# Lian Li V COOL PC-V1000BPLUS



## Detah (Jun 30, 2004)

Do you own this case?
If so, what can you tell me about it?

* Does it accumulate abnormal amounts of dust inside as it doesnt have any filters?
* Did you replace any fans, because they were too loud or poorly placed?
* Did all your cables reach their mobo connection? How did you accomodate this?
* Did you place any heat sensors in your case? If so, where and what controller did you use?
* Did you make any other mods to the case, like cutting out the PSU section to allow a modular PSU? Were you successful? 

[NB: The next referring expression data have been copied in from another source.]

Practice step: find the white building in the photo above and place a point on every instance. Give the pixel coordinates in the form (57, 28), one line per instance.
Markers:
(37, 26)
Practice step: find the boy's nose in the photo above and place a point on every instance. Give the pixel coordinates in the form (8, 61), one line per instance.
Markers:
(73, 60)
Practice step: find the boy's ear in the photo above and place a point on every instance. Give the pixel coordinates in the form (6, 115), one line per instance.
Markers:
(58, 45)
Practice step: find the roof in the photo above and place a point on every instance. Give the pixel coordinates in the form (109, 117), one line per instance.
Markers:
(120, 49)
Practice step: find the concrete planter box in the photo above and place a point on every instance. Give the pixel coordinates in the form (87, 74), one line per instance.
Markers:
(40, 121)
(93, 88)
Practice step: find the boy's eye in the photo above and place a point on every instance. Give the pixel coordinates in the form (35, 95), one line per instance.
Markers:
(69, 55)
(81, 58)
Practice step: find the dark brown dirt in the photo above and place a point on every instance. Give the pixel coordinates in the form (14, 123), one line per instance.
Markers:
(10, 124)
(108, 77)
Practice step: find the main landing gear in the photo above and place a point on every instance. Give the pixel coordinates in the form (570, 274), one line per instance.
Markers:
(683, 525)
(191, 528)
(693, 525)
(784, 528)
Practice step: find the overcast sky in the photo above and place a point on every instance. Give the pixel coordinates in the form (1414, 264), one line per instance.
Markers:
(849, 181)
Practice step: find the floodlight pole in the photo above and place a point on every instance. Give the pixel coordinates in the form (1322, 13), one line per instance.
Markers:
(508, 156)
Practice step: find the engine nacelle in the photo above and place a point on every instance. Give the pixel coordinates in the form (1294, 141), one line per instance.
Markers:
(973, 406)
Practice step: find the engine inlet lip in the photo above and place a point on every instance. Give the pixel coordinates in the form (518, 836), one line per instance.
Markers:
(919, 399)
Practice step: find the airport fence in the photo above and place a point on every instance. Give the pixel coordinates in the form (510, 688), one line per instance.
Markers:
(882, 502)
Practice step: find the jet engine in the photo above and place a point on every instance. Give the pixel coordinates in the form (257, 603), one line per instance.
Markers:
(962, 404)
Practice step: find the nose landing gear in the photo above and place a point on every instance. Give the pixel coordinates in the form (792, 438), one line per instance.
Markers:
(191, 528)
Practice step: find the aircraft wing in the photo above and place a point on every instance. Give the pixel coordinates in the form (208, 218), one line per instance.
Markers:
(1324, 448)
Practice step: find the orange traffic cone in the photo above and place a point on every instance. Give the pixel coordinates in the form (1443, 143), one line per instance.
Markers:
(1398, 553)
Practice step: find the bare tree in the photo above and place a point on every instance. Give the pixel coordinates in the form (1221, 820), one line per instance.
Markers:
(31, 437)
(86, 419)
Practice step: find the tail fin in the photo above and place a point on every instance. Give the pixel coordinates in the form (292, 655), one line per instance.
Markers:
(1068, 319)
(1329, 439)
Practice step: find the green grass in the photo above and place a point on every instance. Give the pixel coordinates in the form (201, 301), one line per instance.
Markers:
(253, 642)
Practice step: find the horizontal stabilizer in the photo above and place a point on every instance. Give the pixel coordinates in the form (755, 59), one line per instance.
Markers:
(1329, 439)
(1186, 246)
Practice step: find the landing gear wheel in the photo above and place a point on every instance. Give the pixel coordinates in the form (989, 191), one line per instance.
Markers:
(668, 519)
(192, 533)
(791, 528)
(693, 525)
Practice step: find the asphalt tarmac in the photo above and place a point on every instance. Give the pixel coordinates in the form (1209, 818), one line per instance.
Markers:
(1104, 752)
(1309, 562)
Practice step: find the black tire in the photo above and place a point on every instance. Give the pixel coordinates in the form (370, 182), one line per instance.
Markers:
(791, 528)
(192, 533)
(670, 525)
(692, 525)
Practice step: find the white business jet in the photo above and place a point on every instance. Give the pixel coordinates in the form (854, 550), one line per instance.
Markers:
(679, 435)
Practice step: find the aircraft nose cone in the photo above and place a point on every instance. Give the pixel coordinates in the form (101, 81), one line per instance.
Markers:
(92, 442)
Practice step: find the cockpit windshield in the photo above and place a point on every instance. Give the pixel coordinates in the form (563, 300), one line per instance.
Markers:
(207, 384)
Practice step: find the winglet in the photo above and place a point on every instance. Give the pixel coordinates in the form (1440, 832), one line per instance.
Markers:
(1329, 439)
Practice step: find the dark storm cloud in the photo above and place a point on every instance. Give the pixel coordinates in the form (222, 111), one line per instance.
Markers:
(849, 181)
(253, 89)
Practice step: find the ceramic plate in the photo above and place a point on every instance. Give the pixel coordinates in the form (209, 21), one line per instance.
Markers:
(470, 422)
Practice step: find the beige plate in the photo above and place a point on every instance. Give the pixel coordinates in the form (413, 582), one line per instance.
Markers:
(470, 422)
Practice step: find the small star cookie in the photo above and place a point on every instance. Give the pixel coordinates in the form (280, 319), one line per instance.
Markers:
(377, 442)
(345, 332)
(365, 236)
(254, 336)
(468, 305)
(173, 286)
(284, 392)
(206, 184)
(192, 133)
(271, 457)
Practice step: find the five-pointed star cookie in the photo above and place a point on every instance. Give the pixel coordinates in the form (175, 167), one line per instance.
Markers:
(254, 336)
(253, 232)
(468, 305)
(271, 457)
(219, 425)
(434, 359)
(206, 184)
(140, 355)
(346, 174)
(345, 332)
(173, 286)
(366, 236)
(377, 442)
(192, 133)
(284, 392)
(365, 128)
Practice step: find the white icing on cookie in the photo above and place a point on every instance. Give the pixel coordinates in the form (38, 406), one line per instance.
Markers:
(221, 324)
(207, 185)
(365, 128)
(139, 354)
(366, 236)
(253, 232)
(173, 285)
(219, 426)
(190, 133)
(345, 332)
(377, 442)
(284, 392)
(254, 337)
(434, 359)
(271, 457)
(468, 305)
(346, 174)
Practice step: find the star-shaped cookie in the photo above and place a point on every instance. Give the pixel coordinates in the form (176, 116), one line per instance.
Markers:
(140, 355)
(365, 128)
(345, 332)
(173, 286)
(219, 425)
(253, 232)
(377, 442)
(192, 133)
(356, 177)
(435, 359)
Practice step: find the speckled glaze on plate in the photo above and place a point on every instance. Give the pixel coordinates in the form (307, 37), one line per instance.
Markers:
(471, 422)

Im going to buy this case in May and Id like to hear from someone who has owned one for a while. Most of the newegg reviews are from people who have owned it for 1 week or less.


----------



## darkness337 (Jan 29, 2006)

My friend has this case, he took out the fan because they didnt reach the HDD, the HDD was neally burnt out. The mother board was very well cooled, the space was good. Came with some wires, cables and fans for beginners. Easy to modify, comes with alot of USB/FIREWIRE/AUDIO. I would say the only thing bad is that, the FRONT POWER button can easily come out, i did so to my friend several times. My friend has now got a fully modifyed computer looks very good at night. Also though the case takes along time to crack open.


----------